Concern For BP Independents
New Zealand’s fuel supply is again under threat with the announcement that BP is to sign a commercial agreement with
Gasoline Alley Services (g.a.s.). The key components of the agreement are that BP will wholesale fuel to g.a.s. retail
sites and that independent BP retailers are given the “option” to transfer from BP to g.a.s.
The Motor Trade Association (MTA), which represents a large number of independent fuel retailers, is dismayed at the
lack of consultation with those affected by this agreement.
Contrary to statements made by both BP and g.a.s., the agreement does not necessarily provide a win-win situation for
all – independent retailers are being forced into a position which may not be beneficial to them or their customers.
MTA understands that those who have been offered the “opportunity” to transfer have been given two options at the end of
their supply agreements - either sign up with g.a.s. or become an unbranded “white” site, both of which could require
significant investment by retailers who are already struggling to make ends meet.
The only other alternative is to find another supplier (again often at significant expense) or close down.

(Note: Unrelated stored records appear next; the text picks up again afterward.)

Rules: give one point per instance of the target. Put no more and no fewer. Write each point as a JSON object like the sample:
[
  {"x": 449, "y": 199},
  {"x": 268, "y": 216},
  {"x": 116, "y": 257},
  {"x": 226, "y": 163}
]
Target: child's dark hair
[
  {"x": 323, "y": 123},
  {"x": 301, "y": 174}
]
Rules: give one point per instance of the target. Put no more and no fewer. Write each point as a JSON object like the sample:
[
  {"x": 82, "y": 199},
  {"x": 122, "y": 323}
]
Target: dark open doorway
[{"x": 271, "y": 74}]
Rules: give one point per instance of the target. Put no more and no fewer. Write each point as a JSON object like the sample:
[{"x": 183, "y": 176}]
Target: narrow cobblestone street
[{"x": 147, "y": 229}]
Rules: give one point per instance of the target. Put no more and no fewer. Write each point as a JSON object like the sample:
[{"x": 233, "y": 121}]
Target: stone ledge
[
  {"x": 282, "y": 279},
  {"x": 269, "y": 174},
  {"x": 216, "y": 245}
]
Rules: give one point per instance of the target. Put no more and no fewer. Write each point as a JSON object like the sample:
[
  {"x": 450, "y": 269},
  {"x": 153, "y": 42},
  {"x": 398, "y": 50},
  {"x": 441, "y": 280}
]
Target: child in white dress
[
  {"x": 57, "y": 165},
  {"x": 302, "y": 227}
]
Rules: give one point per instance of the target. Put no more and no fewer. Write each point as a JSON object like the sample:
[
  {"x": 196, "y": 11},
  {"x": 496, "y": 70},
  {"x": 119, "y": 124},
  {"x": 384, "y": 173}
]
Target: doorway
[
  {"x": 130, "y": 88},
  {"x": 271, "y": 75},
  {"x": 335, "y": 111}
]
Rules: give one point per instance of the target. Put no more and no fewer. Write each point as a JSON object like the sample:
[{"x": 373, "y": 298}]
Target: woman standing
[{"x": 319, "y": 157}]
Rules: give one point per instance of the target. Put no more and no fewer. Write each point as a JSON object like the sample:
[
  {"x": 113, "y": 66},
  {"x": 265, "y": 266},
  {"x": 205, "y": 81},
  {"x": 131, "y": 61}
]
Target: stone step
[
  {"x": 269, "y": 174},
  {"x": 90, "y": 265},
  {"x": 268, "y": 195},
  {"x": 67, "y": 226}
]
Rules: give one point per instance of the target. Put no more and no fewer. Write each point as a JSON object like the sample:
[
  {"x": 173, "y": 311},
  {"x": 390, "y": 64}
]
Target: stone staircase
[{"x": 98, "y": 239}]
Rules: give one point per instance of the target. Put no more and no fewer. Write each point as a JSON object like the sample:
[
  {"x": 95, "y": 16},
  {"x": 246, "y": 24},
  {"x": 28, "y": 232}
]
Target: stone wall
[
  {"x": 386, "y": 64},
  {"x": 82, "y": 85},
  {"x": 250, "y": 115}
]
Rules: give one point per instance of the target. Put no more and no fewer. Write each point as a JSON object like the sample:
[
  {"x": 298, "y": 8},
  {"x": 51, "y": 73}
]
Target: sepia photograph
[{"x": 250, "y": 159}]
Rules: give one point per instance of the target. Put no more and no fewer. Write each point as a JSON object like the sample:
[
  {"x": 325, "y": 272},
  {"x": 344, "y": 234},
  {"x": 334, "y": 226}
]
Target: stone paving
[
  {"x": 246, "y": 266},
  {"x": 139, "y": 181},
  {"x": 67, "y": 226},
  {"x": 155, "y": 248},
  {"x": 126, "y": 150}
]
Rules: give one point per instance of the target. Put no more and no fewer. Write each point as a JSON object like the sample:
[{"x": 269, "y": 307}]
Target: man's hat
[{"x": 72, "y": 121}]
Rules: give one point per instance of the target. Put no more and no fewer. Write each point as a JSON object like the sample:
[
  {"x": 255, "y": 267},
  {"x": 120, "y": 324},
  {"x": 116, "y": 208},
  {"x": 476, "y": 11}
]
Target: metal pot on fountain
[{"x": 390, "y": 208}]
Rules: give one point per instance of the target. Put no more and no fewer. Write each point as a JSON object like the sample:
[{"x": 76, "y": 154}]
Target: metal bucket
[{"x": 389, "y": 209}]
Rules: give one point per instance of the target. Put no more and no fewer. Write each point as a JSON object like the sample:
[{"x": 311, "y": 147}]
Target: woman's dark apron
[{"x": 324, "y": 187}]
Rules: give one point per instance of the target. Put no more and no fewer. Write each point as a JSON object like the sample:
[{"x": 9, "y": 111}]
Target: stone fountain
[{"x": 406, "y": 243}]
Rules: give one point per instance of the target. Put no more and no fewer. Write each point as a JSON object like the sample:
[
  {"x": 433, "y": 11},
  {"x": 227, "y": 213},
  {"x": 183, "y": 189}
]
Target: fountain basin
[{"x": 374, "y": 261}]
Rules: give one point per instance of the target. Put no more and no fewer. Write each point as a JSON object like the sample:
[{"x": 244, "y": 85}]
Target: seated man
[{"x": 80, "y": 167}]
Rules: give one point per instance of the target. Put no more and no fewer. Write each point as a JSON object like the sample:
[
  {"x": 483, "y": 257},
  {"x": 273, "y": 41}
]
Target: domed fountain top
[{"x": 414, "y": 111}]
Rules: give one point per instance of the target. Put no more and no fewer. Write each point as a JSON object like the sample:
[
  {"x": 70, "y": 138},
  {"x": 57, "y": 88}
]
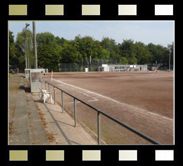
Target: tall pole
[
  {"x": 35, "y": 48},
  {"x": 27, "y": 52}
]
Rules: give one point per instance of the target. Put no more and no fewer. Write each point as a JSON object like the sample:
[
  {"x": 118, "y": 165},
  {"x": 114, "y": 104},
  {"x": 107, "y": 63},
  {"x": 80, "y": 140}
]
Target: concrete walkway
[{"x": 37, "y": 123}]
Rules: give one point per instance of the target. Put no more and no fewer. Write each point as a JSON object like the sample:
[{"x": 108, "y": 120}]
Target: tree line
[{"x": 52, "y": 50}]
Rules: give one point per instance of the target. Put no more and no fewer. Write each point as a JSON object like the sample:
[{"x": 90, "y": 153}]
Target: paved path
[{"x": 37, "y": 123}]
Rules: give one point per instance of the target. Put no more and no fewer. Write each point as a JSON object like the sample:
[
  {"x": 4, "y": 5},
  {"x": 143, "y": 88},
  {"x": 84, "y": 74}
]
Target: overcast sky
[{"x": 157, "y": 32}]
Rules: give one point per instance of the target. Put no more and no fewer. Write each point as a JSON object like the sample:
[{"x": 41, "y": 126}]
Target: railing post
[
  {"x": 75, "y": 111},
  {"x": 62, "y": 102},
  {"x": 98, "y": 128},
  {"x": 54, "y": 95}
]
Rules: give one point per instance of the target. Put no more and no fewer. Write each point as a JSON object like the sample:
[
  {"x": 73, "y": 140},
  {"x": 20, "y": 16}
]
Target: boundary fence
[
  {"x": 91, "y": 65},
  {"x": 98, "y": 116}
]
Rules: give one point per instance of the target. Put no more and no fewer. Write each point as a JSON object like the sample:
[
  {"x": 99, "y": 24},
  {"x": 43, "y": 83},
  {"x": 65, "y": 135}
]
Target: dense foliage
[{"x": 53, "y": 50}]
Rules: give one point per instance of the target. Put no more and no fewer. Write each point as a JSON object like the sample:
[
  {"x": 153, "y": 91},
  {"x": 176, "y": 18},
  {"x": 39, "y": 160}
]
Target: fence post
[
  {"x": 62, "y": 102},
  {"x": 98, "y": 128},
  {"x": 75, "y": 111},
  {"x": 54, "y": 95}
]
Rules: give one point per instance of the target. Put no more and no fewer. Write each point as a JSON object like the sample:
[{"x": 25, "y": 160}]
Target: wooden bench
[{"x": 44, "y": 95}]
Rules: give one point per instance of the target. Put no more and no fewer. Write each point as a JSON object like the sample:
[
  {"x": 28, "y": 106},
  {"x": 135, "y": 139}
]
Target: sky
[{"x": 156, "y": 32}]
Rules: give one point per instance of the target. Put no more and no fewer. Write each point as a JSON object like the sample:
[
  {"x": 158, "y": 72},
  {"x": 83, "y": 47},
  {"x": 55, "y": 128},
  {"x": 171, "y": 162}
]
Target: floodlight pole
[
  {"x": 35, "y": 48},
  {"x": 169, "y": 59},
  {"x": 27, "y": 52}
]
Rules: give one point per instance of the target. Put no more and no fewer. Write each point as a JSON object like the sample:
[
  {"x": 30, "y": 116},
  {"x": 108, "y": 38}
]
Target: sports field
[{"x": 142, "y": 100}]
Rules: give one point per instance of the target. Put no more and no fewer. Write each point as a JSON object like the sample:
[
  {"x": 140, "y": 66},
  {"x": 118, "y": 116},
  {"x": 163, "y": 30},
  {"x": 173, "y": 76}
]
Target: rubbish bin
[{"x": 35, "y": 81}]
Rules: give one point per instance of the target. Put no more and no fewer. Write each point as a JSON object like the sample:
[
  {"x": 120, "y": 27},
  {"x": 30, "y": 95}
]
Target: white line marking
[{"x": 114, "y": 100}]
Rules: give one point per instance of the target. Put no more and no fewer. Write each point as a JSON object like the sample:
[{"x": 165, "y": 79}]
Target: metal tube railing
[{"x": 103, "y": 113}]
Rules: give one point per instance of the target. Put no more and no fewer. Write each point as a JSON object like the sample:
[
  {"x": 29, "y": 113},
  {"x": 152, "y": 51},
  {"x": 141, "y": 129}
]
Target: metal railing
[{"x": 98, "y": 115}]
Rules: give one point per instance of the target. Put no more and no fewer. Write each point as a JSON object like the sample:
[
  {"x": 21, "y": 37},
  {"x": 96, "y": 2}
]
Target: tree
[
  {"x": 12, "y": 49},
  {"x": 143, "y": 56},
  {"x": 49, "y": 51},
  {"x": 111, "y": 46},
  {"x": 46, "y": 38},
  {"x": 127, "y": 49}
]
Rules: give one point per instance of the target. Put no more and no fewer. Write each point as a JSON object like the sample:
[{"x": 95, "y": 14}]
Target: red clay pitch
[{"x": 143, "y": 100}]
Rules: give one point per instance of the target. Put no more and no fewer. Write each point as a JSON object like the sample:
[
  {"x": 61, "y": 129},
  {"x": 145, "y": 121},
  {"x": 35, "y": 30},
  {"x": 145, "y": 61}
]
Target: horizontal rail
[{"x": 110, "y": 117}]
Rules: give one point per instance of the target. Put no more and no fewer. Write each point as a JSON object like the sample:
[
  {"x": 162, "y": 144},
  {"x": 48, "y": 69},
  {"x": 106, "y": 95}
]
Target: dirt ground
[{"x": 142, "y": 100}]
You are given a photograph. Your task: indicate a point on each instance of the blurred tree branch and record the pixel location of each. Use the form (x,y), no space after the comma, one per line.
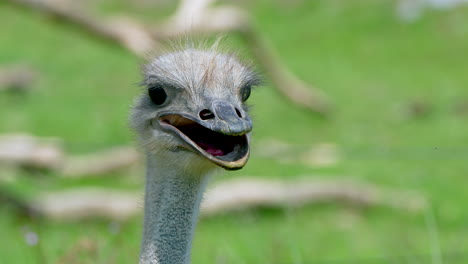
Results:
(233,195)
(17,77)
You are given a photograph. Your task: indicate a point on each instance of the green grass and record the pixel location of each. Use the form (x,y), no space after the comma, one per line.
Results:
(371,65)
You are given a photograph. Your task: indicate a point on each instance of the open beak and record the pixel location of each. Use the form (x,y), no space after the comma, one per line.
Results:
(223,144)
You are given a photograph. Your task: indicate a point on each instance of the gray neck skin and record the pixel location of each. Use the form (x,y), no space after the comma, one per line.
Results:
(172,200)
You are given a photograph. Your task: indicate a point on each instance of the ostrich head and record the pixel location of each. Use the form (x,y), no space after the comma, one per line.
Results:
(193,109)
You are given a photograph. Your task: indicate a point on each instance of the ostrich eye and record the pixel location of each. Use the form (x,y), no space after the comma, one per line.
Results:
(245,93)
(157,95)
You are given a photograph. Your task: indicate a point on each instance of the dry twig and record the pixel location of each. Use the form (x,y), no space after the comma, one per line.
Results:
(17,78)
(228,196)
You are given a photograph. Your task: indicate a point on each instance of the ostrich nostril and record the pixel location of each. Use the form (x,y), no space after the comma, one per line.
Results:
(206,114)
(238,113)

BP say they
are honouring the commitment these operators have shown in the past, yet retailers are not being given the option to
remain BP branded sites once their supply agreements end.
The independent fuel retailers who will be hardest hit by this are those in rural areas. These communities who have
already lost post offices, banks and hospitals may now also lose services like workshop facilities, warrant of fitness
services, convenience stores and fuel supply for emergency services.
It is the Government’s energy policy objective that the relevant services are delivered to all classes of consumer in an
efficient, fair, reliable and sustainable manner. It is difficult to see how BP’s agreement with g.a.s. is helping to
achieve this objective.
Now more than ever it is critical that industry abide by a Code of Practice, which has been developed by MTA to bring
about a fair deal that benefits consumers, retailers and oil companies alike and ensures a sustainable industry.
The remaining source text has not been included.